Alloys Cu Mn Mg Zn Zr Ti Alloy Nq 1 0.0 0.0 1.0 4.7 0.13 0.02 Alloy N5 2 0.01 0.0 1.48 4.7 0.02 Alloy Nq 3 0 .49 0.0 1.02 4.9 0.05 0.02 Alloy N2 4 0.0 0.0 2.9 4.0 0.0 0.02 Alloy N9 5 0.01 0.0 2.8 4.0 0.075 0.02 Alloy Nq 6 0.0 0.0 1.28 6.2 0.05 0.02 Alloy N2 7 0.01 0.0 1.1 7.4 0.11 0.025 Alloy Ns 8 O 0.0 0.89 6.57 0.11 0.02 Alloy Ns 9 0.0 0.0 1.95 6.51 0.11 0.02

Table 2:

Elastic Properties in Longitudinal Direction (LT) at T6 Quench for Alloys Sample Plates # 1 through 9 Processed by Different Extinction Methods.
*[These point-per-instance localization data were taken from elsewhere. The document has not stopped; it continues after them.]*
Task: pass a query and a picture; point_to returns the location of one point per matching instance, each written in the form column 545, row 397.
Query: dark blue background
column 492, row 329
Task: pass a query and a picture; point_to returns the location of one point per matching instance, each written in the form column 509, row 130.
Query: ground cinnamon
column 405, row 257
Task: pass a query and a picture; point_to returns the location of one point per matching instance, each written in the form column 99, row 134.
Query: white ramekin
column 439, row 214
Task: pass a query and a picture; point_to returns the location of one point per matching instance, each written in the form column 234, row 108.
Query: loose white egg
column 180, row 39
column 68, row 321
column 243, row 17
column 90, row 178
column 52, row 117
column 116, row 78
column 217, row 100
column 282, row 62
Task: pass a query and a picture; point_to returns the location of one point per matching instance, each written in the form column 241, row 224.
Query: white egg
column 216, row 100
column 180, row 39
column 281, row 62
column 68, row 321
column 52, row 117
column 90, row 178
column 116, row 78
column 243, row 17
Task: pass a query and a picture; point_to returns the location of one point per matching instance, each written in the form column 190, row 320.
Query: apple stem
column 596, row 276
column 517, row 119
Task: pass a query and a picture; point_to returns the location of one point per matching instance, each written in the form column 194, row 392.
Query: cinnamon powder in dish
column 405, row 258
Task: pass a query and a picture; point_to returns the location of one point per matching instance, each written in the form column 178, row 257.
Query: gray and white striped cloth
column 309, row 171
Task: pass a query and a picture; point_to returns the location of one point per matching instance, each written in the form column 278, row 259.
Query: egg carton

Alloy Part Extinguishing UTS MPa (ksi) TYS MPa (ksi) Stretch (%) Alloy Nq 1 Part A Still Air 355.07 (51.5) 307.50 (44.6) 13.0 Part B Cold Ventilation 365.42 (53.0) 323.36 (46.9) 11.0 Alloy N5 2 Part A Still Air 389.50 (56.5) 351.63 (51.0) 7.0 Part B Cold Ventilation 399.89 ( 58.0) 361.97 (52.5) 9.0 Piece C Cold Water 409.54 (59.4) 369.56 (53.6) 15.0 Alloy Nq 3 Piece A Still Air 375.76 (54 .5) 319.23 (46.3) 13.5 Piece B Blown Air 382.65 (55.5) 334.39 (48.5) 14.5 Alloy Nq 4 Piece A Still Air 413.68 (60, 0) 334.39 (52.5) 8.0 Part B Cold Ventilation 420.58 (61.0) 372.32 (54.0) 9.5 Part C Cold Water 450.22 (65.3) 406, 79 (59.0) 17.0 Alloy Nq 5 Part A Still Air 413,68 (60.0) 343.36 (49.8) 12.5 Part B Cold Ventilation 441.26 (64.0) 379.21 (55.0) 13.0 Piece C Cold Water 469.53 (68.1) 425.40 (61.7) 15.0 Alloy Nq 6 Piece A Still Air 420.58 (61.0) 375.76 ( 54.5) 10.5 Part B Cold Ventilation 437.82 (63.5) 403.34 (58.5) 11.5 Part C Cold Water 444.02 (64.4) 416.44 (60.4) 15.0 Lig a N5 7 Piece A Still Air 370.93 (53.8) 344.73 (50.0) 10.7 Piece B Cold Ventilation 388.35 (55.6) 355.77 (51.6) 14.0 Piece C Cold Water 404.03 (58.6) 367.49 (53.3) 13.8 Alloy Ne 8 Part A Still Air 404.03 (52.5) 329.57 (47.8) 4.0 Part B Cold Ventilation 372.32 (54.0) 337.84 (49.0) 6.4 Piece C Cold Water 379.90 (55.1) 344.77 (50.0) 12.9 Alloy Nq 9 Piece A Air stationary 408.86 (59.3) 357.84 (51.9) 3.8 Part B Cold Ventilation 425.40 (61.7) 389.55 (56.5) 2.4 Part C Cold Water 480.08 (70.5) 460.51 (66.8) 8.0 Table 3:

Elastic Yield Stress (ksi) by Three Different Processes and Loss of TYS Due to Quenched Air Quenching Compared to Cold Water Quenching.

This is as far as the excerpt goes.